Grants and Contributions:

Grant or Award spanning more than one fiscal year. (2017-2018 to 2022-2023)

The importance of this work is for the half-million of new head/neck cancer patients yearly with radiotherapy sequelae and also for 250 million Sjögren’s syndrome patients worldwide. These patients experience considerable morbidity and discomfort such as dry mouth, tooth decay, oral infection and reduced food intake. There is currently no available adequate treatment when salivary cells are replaced by fibrotic tissue. Current knowledge on human salivary gland (SG) at the tissue-, cellular- and molecular-level comes from animal models, cell lines and patient biopsies, which despite their importance can only provide indirect evidence on how human SG can function and repair in real-time during health and disease. The challenge in building SG tissues is to expand fluid-secreting cells and to supply them with a supporting scaffold. The principal goal of our 5-year research is to engineer a healthy physiological salivary system to study human SG function ex vivo. We propose 3 specific aims. The expected outcome is to offer ex vivo models of engineered human salivary tissue at selected cellular organizational levels that will also benefit research in physiology, radiation biology, stem cell, drug screening, cell/ tissue engineering, and biomaterials. Our long-term goal is to engineer/ assemble a SG for patients with severe dry mouth.

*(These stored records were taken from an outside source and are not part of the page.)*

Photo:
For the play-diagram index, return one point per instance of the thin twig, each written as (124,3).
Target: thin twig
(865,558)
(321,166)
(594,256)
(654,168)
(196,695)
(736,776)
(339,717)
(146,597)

Aim 1: Expansion of human salivary organoids. We recently show that recycled tissue digests can be used as “native scaffolds”. Interestingly, we also uncover that gentler enzymatic digestion result in 3D-salivary organoids that preserve their function, proliferation and basement membrane. We hypothesize that, by keeping an optimal 3D-configuration and matrix protein around organoids, acinar cells will expand efficiently. We will test this hypothesis with different enzymatic types, combinations and concentrations to optimize cell proliferation and organoid size, and then seed them on native scaffolds attached to microscope slides, or in human-made 3D-gels, for time-lapse studies.
Aim 2: Ex vivo SG tissue model. We recently establish a human SG 3D-organotypic slice culture model (50-100 um thick) with an intact native extracellular matrix (ECM) that maintains acini function for 14 days. We will use this tissue model to test if transplanted subpopulations of salivary cells can integrate/ assemble into an intact native tissue. Confocal microscopy will track cell migration and engraftment while drug-stimulated assays will measure fluid and protein secretion.
Aim 3: Bioprinting a 3D salivary construct. We recently uncover translucent “egg yolk plasma” (EYP) as an inexpensive gel, yet effective in recapitulating in-vivo conditions. We will test the hypothesis that fine tuning EYP physical properties (stiffness, gelation) allows to 3D print rapidly and position selectively SG cells. Time-lapse microscopy will evaluate human SG cells expansion.